One of the first rules of business is to try to discover a unique selling point; something you can do that others can’t, or something you can make cheaper than others can. SA’s mining industry has declined inexorably over the past few decades, essentially as a consequence of stupid government regulations, inept and corrupt administrators, and ill-advised policy. But this is where SA Incorporated’s expertise is high. The product is exportable, it is currently in high demand (although how long that will go on for is an open question) and SA’s got lots of it. It is our more-or-less unique selling point.

So this would be my general plan, and trust me, the ANC will not like this.

  1. Give the mining industry a tax cut, on condition that any savings are devoted to building new mines.

  2. Suspend the raft of new regulations for a period of, say, 10 years, on condition that when the period is over, the transformation will accelerate.

  3. Drop the local beneficiation requirements. This is a cash-raising exercise, not an exercise in fake industrialisation. The priority is to restock the fiscus. Once that is done, we can frootle around with new industries.

  4. Drop the confusing regulations that try to make mining companies into local governments, and which then make it possible for local residents to claim some kind of dubious right to proceeds from the mine.

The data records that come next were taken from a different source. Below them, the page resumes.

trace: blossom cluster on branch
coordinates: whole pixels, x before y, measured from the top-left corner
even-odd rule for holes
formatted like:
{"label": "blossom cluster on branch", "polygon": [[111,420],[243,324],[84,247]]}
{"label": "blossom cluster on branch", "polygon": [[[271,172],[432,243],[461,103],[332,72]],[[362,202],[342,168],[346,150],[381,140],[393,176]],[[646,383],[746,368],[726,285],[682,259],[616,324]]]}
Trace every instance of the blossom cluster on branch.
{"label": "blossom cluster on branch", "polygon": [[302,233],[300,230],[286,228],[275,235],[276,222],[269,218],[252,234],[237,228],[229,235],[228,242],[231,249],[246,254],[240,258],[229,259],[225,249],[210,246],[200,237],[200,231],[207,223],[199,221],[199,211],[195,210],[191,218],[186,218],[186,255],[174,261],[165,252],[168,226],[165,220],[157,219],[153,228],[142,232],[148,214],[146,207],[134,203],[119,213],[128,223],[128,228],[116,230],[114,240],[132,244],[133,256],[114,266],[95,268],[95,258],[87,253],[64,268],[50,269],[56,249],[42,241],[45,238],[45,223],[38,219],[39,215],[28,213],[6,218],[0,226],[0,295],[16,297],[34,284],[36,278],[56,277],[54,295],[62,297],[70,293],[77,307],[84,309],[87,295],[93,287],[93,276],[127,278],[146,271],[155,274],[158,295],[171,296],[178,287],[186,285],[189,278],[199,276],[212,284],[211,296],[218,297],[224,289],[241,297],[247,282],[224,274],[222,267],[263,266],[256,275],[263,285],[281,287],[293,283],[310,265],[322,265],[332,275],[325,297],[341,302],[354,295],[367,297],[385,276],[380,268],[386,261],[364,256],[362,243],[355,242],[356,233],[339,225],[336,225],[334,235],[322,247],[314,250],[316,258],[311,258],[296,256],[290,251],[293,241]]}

Minerals in the ground belong to the people of the country, not some people more than others. Local governments should do their jobs, not outsource them to mining companies.

5. Limit the rights of administrators to fail to process applications, for example, by legislating that the answer is affirmative if there is no objection within a period of time. Department of Mineral Affairs administrators currently holds mining companies hostage particularly with, for example, bogus safety regulations, in order to force them to pay bogus “community organisations”. It’s a common scam that was partly revealed in the Optimum mine scandal.

Contrary to popular belief, the mining industry is a substantially disproportionate contributor to tax revenue. Loose figures, but tax is currently around 20% of profits which is about 30% turnover.  The total value of mining sales is currently around R600-billion a year. That R180-billion in total profit, so tax income of R36-billion.

Let’s assume SA could double its mining output. All of a sudden, you are talking about an extra R40-billion a year. Suddenly Eskom’s R400-billion debt, repayable over, one assumes, a decade, doesn’t seem unpayable any more.

These numbers are theoretical. But imagine the boost new mines would give the construction industry, and through them, SA’s industrial base. And the banks that need to finance this stuff. And people who need to do digging. It would be like injecting Red Bull into the system. By leaning on the problem, sooner than you think, it could be fixed.

Of course, the ANC would be horrified by these innovations, and so would the political class. But trust me when I say the political fall-out will be less than if the country is forced into an IMF bail-out.

Refer to the Greek person above. DM

References to creditors and debtors in this article have been corrected.